When he wakes up, Travis feels like he has just had a nap, and expects everyone and everything to be exactly the same as it was. Unfortunately, everyone else has had five years to grieve and get on with their lives. A lot has changed.

This book doesn't have a lot of action. It doesn't have adventure in a traditional sense. It's just the story of a sixteen year old boy, trying to make sense of a life where everything has changed overnight. I don't think this is a problem, but I can see that this will deter some readers. 

At times I wanted the story to move more quickly. There were also times when I wanted to challenge the science and got caught up imagining the real issues that might ensue from such an endeavour. 

But here's the thing, in spite of how bizarre this scenario is, Whaley made me believe in it. 
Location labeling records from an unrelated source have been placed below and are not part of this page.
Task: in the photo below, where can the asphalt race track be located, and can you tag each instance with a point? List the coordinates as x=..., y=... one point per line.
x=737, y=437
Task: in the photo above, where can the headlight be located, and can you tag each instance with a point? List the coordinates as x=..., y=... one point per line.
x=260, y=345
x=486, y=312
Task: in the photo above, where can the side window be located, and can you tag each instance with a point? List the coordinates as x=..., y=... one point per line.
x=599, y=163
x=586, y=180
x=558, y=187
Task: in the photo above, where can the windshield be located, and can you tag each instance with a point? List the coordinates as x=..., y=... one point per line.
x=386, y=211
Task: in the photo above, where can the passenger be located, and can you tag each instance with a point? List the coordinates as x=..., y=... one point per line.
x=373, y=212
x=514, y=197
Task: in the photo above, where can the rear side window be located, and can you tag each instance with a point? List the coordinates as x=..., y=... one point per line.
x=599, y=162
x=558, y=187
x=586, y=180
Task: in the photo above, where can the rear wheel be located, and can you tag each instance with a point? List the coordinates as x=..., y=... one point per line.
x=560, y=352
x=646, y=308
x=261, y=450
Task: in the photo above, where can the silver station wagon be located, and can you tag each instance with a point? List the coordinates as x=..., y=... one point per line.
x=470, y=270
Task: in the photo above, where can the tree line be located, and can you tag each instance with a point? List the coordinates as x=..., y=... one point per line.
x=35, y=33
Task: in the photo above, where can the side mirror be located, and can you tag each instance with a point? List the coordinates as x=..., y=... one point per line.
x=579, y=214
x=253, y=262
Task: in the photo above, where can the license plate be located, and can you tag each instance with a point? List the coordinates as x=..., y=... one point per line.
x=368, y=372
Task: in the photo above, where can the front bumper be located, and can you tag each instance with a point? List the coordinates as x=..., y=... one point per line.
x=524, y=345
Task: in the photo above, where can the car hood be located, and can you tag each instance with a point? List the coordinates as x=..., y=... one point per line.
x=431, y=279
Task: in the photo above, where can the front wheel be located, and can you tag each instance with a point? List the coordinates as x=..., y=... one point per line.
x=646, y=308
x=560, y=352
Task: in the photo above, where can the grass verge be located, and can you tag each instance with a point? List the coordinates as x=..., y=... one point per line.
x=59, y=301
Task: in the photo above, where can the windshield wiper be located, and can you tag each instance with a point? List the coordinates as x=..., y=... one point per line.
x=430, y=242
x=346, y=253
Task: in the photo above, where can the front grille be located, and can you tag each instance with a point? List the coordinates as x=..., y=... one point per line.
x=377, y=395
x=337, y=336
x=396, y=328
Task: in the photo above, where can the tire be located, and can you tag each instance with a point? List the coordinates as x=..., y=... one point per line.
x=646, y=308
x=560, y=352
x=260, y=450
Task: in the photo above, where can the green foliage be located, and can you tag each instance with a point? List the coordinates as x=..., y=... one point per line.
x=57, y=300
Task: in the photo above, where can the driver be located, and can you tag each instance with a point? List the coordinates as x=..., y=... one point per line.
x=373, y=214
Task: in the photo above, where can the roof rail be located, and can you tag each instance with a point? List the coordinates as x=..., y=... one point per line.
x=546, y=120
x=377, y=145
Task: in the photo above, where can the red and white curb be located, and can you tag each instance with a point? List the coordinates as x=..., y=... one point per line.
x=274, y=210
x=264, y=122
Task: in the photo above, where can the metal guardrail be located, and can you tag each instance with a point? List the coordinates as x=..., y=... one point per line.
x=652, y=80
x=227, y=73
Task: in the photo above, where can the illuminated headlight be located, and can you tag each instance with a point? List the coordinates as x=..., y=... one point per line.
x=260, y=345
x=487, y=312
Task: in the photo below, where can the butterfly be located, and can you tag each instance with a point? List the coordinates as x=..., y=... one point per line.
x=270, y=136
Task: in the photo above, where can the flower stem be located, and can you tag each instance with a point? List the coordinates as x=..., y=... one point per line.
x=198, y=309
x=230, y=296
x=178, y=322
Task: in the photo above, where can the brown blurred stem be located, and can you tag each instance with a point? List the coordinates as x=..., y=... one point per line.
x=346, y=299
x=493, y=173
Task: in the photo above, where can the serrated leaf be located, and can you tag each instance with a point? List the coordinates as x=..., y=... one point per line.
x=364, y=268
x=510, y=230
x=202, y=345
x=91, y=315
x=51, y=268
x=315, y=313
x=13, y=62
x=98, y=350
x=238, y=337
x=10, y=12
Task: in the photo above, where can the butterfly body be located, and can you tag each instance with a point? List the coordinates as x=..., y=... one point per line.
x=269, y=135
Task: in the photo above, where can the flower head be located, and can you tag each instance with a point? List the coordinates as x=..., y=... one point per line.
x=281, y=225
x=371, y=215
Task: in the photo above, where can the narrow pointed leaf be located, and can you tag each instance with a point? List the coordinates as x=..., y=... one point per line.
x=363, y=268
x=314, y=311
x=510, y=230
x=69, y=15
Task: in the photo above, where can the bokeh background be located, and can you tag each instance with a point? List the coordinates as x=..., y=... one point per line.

Change happens to all of us. 
Adolescence is challenging at the best of times. We are forced to deal with a body that sometimes doesn't feel like our own. Relationships with friends and family evolve, mature and sometimes, disappear. 
Then we grow up, move away from our homes, and come back to find ourselves and the people we knew changed again. 
Sometimes change is more profound. A close friend of mine had a traumatic brain injury. As she adjusted she confided, "It's like you wake up one day to find the world is completely different, and you are a not the person you were before." 
All of this is Travis Coates' experience. So while this scenario is fantastic, what Travis has to deal with is almost ordinary. 

Whaley's gift is in his ability to create characters so real you can imagine them living next door to you. I came to care deeply for them. Their interactions with each other feel natural and reasonable. This is how people are with each other. Whaley made me believe so truly in them, that all my other quibbles with the book are irrelevant. 

The power in Whaley's writing in Noggin, is that it puts the reader in the position where we are forced to think more deeply about the ordinariness of our own lives. We can't help but come out the other side without a shift in our awareness. 

Maybe the word for how I feel is transformed.